Some examples of these policy terms and product features include:
- excessive indexation of the income level covered
- non-offset of income received from continued work, and
- additional non-income related benefits, such as rehabilitation benefits and transportation benefits.
APRA has announced changes to policy contract terms which mean that from 1 October 2021:
- benefits are capped at 90% of earnings at the time of claim for six months, and 70% after the 6 month period.
- indexation at the level of CPI is permitted.
- where income at risk excludes superannuation, SGC can be paid in addition to the 90%/70% cap otherwise the cap applies to income inclusive of SGC super.
- there is no cap on monthly benefits.
4. Limiting the way in which ‘income at the time of claim’ is defined
Previously, for agreed value policies, the monthly benefit was based on the agreed value at the time of policy commencement. Moving forward, income at the time of claim will be based on your actual earnings, not agreed earnings.
For policyholders with stable incomes, pre-disability income is to be based upon income at risk at the time of claim or within the last 12 months. For those with variable incomes, income risk is to be based on average annual earnings over a period of time appropriate for the occupation of the policyholder and reflective of future earnings lost as a result of the disability. It seems that the flexibility would cover people on maternity or unpaid parental leave.

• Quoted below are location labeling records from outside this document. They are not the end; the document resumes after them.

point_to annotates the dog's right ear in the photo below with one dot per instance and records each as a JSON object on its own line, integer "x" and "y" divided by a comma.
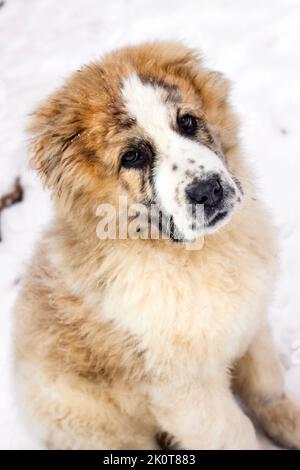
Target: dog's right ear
{"x": 53, "y": 128}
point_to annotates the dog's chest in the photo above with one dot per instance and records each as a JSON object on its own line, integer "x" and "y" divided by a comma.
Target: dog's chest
{"x": 194, "y": 309}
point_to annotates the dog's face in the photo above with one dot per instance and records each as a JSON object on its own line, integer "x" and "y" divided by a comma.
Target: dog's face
{"x": 149, "y": 123}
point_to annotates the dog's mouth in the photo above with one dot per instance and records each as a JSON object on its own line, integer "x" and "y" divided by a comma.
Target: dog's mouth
{"x": 217, "y": 218}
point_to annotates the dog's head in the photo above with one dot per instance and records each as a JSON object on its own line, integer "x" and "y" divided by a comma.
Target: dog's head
{"x": 149, "y": 122}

5. The risk associated with long-term benefit periods (such as to age 65) is effectively managed and controlled by insurers.
For policies with long benefit periods, APRA requires stricter disability definitions. Previously, this was defined as being unable to perform your ‘normal job’. The expectation from 1 October 2021is that a more explicit definition of disability is established as some policyholders may be able to return to employment even though it may not come under the definition of your ‘normal job’. APRA aims to reduce the number of claimants who may be able to return to some paid employment but are not as they qualify for a monthly benefit under their agreed policy. This also presents some concern that policyholders could be forced to return to work before they are ready under stricter disability definitions.
What does this mean for existing and prospective policyholders?
Existing Policyholders are not impacted by these changes. The terms of their current policies will stay as agreed at the signing of the policy.
Prospective Policyholders should consider putting income protection in place prior to 1 October 2021 to ensure their policy falls under the current (more generous) arrangements.
As a result of these changes, we recommend that anyone considering putting income protection insurance in place consider getting appropriate cover sooner rather than later. The key benefits include:
- Protection of your most valuable asset, your ability to earn an income.
- Income protection cover is tax-deductible, which will effectively reduce the total cost of protection.
- Your policy can also provide benefits if you are injured and unable to work for short periods providing upfront payments for injuries such as broken bones or if you are diagnosed with a disease or cancer.